Home / Hosted Solr site search for Drupal is on the way

Hosted Solr site search for Drupal is on the way

The search technology area is highly important to people with websites. As a result, I've spent serious time looking at it. Several things have come from this time spent:

  • The important thing: We'll soon be adding "hosted site search" capabilities to the Acquia Network for our subscribers. More about this below.
  • The unimportant thing: Search was modestly influential in the selection of our company name. ah-kwe-eh is the (native American) Navajo WW II code talker word for "Locate." I reasoned that this made sense because most websites are built to help site visitors locate what they're looking for - either information, people, products, or information about people or products, etc. (Oh, and it means we get listed early in alphabetical listings, which really clinched it....)

Why bother with offering hosted site search with Google around? Google solves one aspect of search: making it easy to find a site you want. But it isn't as good at helping visitors find information within a site. Companies like Endeca and Fast have built large, successful businesses supplying technology that provides auto-complete / auto-suggest, content spotlighting, faceted search, and relevance ranking. You can see this kind of stuff in action at places like cnet; when shopping for digital cameras, you can select things like price, manufacturer, and other categories to improve your search results. This is faceted search at work.

A ton of this value can simply be obtained by using knowledge that Drupal knows about its content as facets -- e.g. when a page (node) was created, by whom, what it's taxonomy / folksonomy tags are (and that these are tags), etc. Google can't discover these things during a crawl of a site; but Drupal knows them, and can utilize this metadata in ways Google can't.

Why does this matter? By doing a better job at helping web users discover what they want on a site, better site search encourages visitors to explore and discover new things on a site, connecting users to what they seek, which in turn directly increases page views, time on site, helps with click-through rates and many other metrics that relate to either the usefulness or profitability of the site. It also matters because, frankly, most Drupal sites need better ranked search results than are provided with default search. (Heaven knows ours does....) And finally because big Drupal sites need a faster, more tunable, more scalable search engine than Drupal's built-in site search.

Some forward-thinking Drupal site owners have taken some steps to improve their site search by installing and using another high-quality open source project called Solr, which is a very cool companion project to the mature, fast, and wonderful Lucene search engine. Lucene is a Java application, and Solr is a layer around it implementing faceted search and exposes itself (and Lucene) via a web services interface. (In fact, the cnet site linked above uses Lucene/Solr, and one of the key Solr contributors is the main programmer implementing this at cnet.) Drupal sites utilize a Lucene/Solr server via the Drupal Solr module, maintained by our own Robert Douglass, who has implemented Lucene/Solr in a number of large Drupal sites.
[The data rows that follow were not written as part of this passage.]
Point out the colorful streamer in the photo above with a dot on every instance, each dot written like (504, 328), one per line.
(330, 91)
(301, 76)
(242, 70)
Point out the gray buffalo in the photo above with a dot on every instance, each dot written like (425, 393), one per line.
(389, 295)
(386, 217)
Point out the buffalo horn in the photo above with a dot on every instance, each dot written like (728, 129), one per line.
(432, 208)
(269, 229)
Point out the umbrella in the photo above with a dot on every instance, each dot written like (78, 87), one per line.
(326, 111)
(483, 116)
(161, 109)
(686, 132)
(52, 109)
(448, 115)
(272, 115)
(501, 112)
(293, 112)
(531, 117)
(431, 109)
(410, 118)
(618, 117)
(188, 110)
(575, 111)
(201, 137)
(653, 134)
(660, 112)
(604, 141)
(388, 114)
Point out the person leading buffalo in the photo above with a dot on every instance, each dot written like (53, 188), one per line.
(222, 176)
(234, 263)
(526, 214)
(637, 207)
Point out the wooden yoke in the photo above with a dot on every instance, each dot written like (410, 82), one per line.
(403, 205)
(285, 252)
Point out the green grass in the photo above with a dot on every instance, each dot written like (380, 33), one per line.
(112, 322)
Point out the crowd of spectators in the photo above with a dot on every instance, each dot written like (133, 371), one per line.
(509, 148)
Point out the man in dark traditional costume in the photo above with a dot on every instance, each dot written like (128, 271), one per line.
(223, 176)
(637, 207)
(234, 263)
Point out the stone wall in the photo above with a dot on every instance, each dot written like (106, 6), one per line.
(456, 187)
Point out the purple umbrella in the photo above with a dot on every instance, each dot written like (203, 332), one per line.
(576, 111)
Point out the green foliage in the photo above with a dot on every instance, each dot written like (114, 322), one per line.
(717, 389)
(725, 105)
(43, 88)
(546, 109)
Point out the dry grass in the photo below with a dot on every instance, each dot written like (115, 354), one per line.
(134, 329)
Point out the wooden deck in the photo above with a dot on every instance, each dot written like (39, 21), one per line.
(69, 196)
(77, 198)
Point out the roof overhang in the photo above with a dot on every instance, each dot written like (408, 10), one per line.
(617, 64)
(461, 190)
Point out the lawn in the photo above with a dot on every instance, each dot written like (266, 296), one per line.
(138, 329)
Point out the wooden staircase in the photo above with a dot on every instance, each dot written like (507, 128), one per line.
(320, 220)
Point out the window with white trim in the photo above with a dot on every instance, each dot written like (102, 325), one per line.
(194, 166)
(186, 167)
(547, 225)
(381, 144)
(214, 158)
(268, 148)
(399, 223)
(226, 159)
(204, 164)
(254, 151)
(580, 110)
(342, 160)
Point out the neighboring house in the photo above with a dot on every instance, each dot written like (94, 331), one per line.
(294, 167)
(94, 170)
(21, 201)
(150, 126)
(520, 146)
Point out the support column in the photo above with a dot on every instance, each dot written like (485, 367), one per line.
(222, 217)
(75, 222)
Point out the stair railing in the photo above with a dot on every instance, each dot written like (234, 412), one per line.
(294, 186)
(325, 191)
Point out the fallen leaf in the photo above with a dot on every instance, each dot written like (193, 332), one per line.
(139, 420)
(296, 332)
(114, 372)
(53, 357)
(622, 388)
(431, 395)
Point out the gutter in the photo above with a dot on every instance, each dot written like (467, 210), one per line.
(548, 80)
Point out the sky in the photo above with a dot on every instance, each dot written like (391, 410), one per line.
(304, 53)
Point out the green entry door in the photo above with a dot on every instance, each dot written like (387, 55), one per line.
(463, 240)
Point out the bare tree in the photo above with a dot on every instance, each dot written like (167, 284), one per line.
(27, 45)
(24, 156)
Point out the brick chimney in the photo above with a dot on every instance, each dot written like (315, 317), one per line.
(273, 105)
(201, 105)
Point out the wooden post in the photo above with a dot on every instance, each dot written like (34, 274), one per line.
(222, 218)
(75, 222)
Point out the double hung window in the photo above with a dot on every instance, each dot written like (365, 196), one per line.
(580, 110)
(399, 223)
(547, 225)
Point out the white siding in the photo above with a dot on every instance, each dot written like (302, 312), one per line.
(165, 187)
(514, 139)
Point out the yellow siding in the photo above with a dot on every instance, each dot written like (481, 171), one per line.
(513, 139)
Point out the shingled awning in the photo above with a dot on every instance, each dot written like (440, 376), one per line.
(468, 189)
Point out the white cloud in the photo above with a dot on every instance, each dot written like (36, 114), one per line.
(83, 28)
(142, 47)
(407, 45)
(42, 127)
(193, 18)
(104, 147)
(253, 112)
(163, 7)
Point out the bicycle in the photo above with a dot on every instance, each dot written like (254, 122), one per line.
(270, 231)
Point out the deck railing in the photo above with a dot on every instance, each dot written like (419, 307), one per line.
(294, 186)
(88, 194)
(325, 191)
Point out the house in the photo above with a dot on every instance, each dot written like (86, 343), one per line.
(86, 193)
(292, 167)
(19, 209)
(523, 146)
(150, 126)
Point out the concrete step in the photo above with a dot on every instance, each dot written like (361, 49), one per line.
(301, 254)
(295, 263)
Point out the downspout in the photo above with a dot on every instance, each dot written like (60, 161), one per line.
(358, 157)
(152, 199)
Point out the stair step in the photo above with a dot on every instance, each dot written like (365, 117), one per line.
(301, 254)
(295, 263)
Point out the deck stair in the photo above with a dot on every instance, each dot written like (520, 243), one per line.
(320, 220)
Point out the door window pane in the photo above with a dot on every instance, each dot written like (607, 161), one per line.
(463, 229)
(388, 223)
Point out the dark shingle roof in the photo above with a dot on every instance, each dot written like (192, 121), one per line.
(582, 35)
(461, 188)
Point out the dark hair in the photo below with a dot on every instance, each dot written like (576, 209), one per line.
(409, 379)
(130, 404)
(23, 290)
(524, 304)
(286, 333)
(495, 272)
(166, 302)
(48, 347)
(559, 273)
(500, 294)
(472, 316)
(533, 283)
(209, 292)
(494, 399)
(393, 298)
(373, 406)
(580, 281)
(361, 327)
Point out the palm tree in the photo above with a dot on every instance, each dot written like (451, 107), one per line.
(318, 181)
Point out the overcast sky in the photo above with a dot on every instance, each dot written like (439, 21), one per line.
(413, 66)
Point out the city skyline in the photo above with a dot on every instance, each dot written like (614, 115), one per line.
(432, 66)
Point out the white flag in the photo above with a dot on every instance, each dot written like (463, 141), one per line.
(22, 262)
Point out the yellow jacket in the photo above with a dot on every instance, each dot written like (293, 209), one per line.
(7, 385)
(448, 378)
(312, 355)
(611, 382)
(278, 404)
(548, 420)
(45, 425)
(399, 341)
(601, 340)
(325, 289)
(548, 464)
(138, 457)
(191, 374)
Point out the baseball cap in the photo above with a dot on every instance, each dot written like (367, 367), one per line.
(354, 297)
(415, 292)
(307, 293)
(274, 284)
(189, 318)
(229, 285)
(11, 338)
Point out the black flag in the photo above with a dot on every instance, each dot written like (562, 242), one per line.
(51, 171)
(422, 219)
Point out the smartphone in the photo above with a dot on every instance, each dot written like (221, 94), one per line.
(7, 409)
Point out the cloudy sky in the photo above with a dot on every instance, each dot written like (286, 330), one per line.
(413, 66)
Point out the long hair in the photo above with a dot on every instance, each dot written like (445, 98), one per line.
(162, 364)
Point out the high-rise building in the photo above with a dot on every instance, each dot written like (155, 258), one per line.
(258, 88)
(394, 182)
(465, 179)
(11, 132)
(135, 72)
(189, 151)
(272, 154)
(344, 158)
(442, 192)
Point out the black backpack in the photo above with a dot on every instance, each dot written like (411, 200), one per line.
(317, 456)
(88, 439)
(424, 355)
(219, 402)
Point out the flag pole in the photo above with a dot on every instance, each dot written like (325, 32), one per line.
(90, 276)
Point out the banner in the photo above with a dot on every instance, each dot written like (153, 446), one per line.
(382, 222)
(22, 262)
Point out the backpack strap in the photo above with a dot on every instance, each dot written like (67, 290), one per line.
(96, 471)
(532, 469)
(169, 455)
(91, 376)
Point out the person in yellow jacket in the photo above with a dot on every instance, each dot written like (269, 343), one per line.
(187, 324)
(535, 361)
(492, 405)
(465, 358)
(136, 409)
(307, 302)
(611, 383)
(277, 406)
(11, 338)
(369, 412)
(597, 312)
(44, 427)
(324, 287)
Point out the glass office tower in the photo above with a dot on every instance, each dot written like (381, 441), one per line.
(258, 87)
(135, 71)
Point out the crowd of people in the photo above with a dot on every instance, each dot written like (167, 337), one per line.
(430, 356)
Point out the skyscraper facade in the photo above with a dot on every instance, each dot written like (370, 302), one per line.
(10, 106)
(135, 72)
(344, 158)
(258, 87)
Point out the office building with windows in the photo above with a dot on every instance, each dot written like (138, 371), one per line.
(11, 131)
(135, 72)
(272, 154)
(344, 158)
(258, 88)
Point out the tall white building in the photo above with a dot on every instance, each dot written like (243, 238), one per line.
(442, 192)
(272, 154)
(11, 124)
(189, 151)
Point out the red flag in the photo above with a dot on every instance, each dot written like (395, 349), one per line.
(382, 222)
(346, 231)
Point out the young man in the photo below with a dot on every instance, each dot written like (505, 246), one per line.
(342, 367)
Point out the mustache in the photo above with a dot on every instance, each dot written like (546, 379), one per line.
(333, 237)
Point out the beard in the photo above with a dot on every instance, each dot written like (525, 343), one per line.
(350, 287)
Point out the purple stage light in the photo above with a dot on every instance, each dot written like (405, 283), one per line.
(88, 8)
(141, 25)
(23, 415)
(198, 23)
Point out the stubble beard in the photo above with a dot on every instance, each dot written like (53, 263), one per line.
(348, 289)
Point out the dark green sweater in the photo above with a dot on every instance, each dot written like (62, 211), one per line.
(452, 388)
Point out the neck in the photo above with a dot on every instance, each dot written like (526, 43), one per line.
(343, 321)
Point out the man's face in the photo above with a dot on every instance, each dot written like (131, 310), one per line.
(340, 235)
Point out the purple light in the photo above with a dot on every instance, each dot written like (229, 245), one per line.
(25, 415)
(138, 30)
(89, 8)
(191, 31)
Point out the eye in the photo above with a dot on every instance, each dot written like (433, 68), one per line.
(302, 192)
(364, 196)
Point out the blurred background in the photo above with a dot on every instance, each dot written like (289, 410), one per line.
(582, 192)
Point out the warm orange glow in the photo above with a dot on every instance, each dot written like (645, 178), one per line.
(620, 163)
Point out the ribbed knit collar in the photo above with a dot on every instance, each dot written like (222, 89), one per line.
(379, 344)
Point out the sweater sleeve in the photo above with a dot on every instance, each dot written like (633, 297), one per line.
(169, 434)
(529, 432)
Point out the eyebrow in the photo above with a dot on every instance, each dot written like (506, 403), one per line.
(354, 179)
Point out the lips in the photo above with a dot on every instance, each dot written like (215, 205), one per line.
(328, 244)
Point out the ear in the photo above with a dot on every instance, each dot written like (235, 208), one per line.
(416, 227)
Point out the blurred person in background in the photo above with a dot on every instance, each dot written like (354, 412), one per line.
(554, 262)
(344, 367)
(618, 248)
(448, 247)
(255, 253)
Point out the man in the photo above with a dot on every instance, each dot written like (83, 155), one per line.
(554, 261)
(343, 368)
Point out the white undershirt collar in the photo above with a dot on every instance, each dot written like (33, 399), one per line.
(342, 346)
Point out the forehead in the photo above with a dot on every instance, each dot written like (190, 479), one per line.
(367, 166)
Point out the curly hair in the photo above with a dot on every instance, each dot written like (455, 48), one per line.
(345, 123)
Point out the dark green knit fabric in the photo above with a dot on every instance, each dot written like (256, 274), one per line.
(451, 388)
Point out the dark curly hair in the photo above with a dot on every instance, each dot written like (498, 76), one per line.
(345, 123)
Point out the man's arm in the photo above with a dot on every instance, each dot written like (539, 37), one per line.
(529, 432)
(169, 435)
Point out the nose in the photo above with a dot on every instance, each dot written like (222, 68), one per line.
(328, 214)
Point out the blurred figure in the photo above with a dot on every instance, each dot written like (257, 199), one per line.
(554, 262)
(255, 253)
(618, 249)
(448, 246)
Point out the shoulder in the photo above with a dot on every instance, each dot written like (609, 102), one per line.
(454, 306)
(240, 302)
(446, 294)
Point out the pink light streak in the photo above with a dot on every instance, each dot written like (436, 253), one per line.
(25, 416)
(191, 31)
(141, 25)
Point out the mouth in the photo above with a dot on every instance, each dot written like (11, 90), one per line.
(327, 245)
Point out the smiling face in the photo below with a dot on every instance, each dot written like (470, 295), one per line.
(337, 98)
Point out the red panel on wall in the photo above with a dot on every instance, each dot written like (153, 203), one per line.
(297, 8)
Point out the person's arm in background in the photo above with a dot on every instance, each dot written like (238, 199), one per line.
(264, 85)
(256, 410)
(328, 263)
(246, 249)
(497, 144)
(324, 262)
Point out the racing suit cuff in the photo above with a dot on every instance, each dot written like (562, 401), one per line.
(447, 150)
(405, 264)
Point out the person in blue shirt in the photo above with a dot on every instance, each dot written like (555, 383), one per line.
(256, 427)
But while many other Drupal sites could benefit from the capabilities offered by Solr, it's often not practical for them to use it. They may lack the Java expertise to deploy and manage a Java-based application - or their hosting environment may not accommodate it. Or they may not know how to attend to the care and feeding of search indexes over the long term. The bar is just high enough that many people either don't even try to add these capabilities or give up after a few troubles.

Acquia can solve that problem. In the same way we can provide spam blocking from the Acquia Network, we can also provide a hosted version of site search. Acquia Drupal sites can connect their sites to it by using the Drupal Solr module. This becomes a staggeringly simple and easy way for Acquia Network subscribers to get the value of this enhanced site search.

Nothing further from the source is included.